The reason you don't often see this feature is because it opens up a big can of worms: you suddenly end up in situations where, to check at compile-time whether two types are the same, you end up having to prove two expressions are equivalent (will always yield the same value at runtime). As a result, if you compare wikipedia's list of dependently typed languages with its list of theorem provers you may notice a suspicious similarity. ;-)

Solution 4:

Quoting the book Types and Programming Languages (30.5):

Much of this book has been concerned with formalizing abstraction mechanisms of various sorts. In the simply typed lambda-calculus, we formalized the operation of taking a term and abstracting out a subterm, yielding a function that can later be instantiated by applying it to different terms.
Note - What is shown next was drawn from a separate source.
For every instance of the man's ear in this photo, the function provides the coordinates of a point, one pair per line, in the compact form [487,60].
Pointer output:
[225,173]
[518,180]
In SystemF, we considered the operation of taking a term and abstracting out a type, yielding a term that can be instantiated by applying it to various types. Inλω, we recapitulated the mechanisms of the simply typed lambda-calculus “one level up,” taking a type and abstracting out a subexpression to obtain a type operator that can later be instantiated by applying it to different types. A convenient way of thinking of all these forms of abstraction is in terms of families of expressions, indexed by other expressions. An ordinary lambda abstraction λx:T1.t2 is a family of terms [x -> s]t1 indexed by terms s. Similarly, a type abstraction λX::K1.t2 is a family of terms indexed by types, and a type operator is a family of types indexed by types.

  • λx:T1.t2 family of terms indexed by terms

  • λX::K1.t2 family of terms indexed by types

  • λX::K1.T2 family of types indexed by types

Looking at this list, it is clear that there is one possibility that we have not considered yet: families of types indexed by terms. This form of abstraction has also been studied extensively, under the rubric of dependent types.